COS 65-7
Regional species pools interact with local community assembly mechanisms to shape plant and pollinator beta-diversity across wildfire-disturbance gradients

Wednesday, August 12, 2015: 10:10 AM
323, Baltimore Convention Center
Jonathan A. Myers, Washington University in St. Louis, St. Louis, MO
Laura A. Burkle, Department of Ecology, Montana State University, Bozeman, MT
R. Travis Belote, The Wilderness Society, Bozeman, MT

Community assembly is hypothesized to reflect the interplay of deterministic processes such as niche-based environmental filtering, stochastic processes leading to ecological drift, and dispersal from the regional species pool.
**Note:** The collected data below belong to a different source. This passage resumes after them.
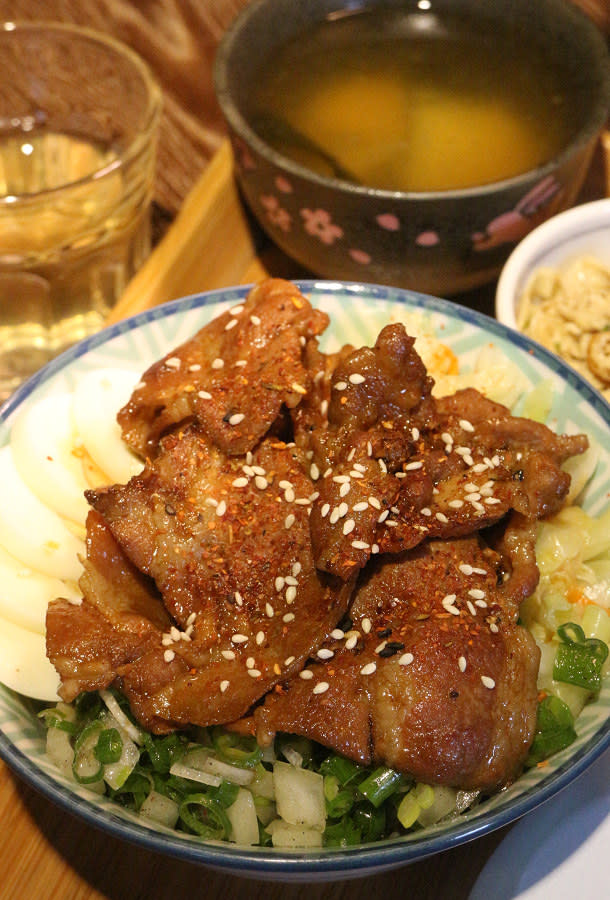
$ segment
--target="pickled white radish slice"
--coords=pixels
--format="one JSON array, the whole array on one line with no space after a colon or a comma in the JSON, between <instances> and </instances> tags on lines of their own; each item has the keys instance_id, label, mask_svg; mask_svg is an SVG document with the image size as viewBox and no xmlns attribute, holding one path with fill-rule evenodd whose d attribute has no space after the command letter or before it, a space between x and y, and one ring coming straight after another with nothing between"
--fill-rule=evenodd
<instances>
[{"instance_id":1,"label":"pickled white radish slice","mask_svg":"<svg viewBox=\"0 0 610 900\"><path fill-rule=\"evenodd\" d=\"M88 484L72 423L72 395L51 395L27 407L13 425L10 443L30 490L58 515L84 523Z\"/></svg>"},{"instance_id":2,"label":"pickled white radish slice","mask_svg":"<svg viewBox=\"0 0 610 900\"><path fill-rule=\"evenodd\" d=\"M44 635L0 619L0 681L35 700L59 699L59 676L47 659Z\"/></svg>"},{"instance_id":3,"label":"pickled white radish slice","mask_svg":"<svg viewBox=\"0 0 610 900\"><path fill-rule=\"evenodd\" d=\"M36 572L0 547L0 618L44 634L49 602L57 597L78 600L81 596L76 585Z\"/></svg>"},{"instance_id":4,"label":"pickled white radish slice","mask_svg":"<svg viewBox=\"0 0 610 900\"><path fill-rule=\"evenodd\" d=\"M116 420L140 376L128 369L96 369L83 375L74 391L76 430L107 482L124 484L142 471L142 461L127 447Z\"/></svg>"},{"instance_id":5,"label":"pickled white radish slice","mask_svg":"<svg viewBox=\"0 0 610 900\"><path fill-rule=\"evenodd\" d=\"M0 545L44 575L76 582L82 573L84 542L29 489L10 445L0 449Z\"/></svg>"}]
</instances>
To test the relative importance of these processes, ecologists often examine how environmental filters such as disturbance alter variation in community composition (beta-diversity). However, because disturbance can alter beta-diversity by changing the relative importance of community assembly mechanisms, local numbers of individuals (community size), or the composition of the regional species pool, most studies have been unable to unambiguously determine the mechanisms by which disturbance influences biodiversity, especially among biogeographic regions where species pools vary. Here, we examined whether disturbance systematically alters the relative importance of community assembly mechanisms in co-occurring plant and pollinator communities across a large-scale biogeographic gradient in Montana, USA. In each of three regions that varied in the species-pool diversity of plants, we compared patterns of plant and pollinator beta-diversity among communities within unburned landscapes and landscapes disturbed by wildfires. To test whether disturbance alters stochastic community assembly, we used a null-model approach to compare how disturbance influenced non-random patterns of beta-diversity after controlling for differences in community size and species pools within and among regions.
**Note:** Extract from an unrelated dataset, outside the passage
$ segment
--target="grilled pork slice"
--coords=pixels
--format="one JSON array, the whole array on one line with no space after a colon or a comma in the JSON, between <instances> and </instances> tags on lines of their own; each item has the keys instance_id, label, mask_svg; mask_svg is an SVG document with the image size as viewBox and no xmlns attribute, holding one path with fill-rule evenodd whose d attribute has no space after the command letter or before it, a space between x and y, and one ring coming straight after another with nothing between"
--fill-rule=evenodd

Wildfire disturbance altered non-random patterns of beta-diversity in both plant and pollinator communities. However, the direction and magnitude of this effect varied between trophic levels and biogeographic regions. In pollinator communities, disturbance increased non-random assembly in all regions. In plant communities, in contrast, disturbance had no systematic influence on community assembly in the highest-diversity region, but decreased non-random assembly in the lowest-diversity region. Our results suggest that regional variation in disturbance-diversity relationships can be partly explained by biogeographic differences in species pools and stochastic effects of disturbance on local community size. In addition, the contrasting responses of plants and pollinators to wildfire may reflect shifts in the relative importance of local-scale dispersal limitation and environmental filtering across trophic levels. We highlight implications of these results for understanding how patterns of beta-diversity within trophic levels may scale-up to influence the beta-diversity of trophic interactions at local and biogeographic scales.